Detecting and Tracking The Real-time Hot Topics: A Study on Computational Neuroscience
This work addresses the need for timely topic tracking in computational neuroscience, but it is incremental as it builds on a previous method.
The study tackled the problem of detecting and tracking real-time hot topics in computational neuroscience by analyzing weekly updated article usage data from Web of Science, revealing that hot topics include key technologies like 'fmri' and 'eeg'.

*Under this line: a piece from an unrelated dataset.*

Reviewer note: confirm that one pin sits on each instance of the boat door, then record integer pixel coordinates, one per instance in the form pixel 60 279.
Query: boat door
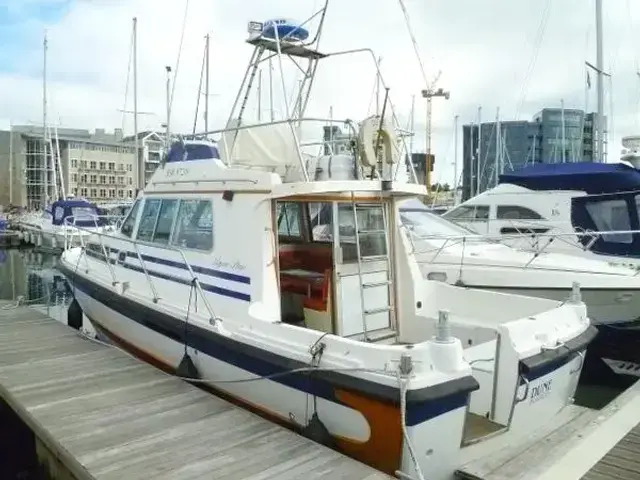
pixel 362 270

In this study, following the idea of our previous paper (Wang, et al., 2013a), we improve the method to detect and track hot topics in a specific field by using the real-time article usage data. With the "usage count" data provided by Web of Science, we take the field of computational neuroscience as an example to make analysis. About 10 thousand articles in the field of Computational Neuroscience are queried in Web of Science, when the records, including the usage count data of each paper, have been harvested and updated weekly from October 19, 2015 to March 21, 2016. The hot topics are defined by the most frequently used keywords aggregated from the articles. The analysis reveals that hot topics in Computational Neuroscience are related to the key technologies, like "fmri", "eeg", "erp", etc. Furthermore, using the weekly updated data, we track the dynamical changes of the topics. The characteristic of immediacy of usage data makes it possible to track the "heat" of hot topics timely and dynamically.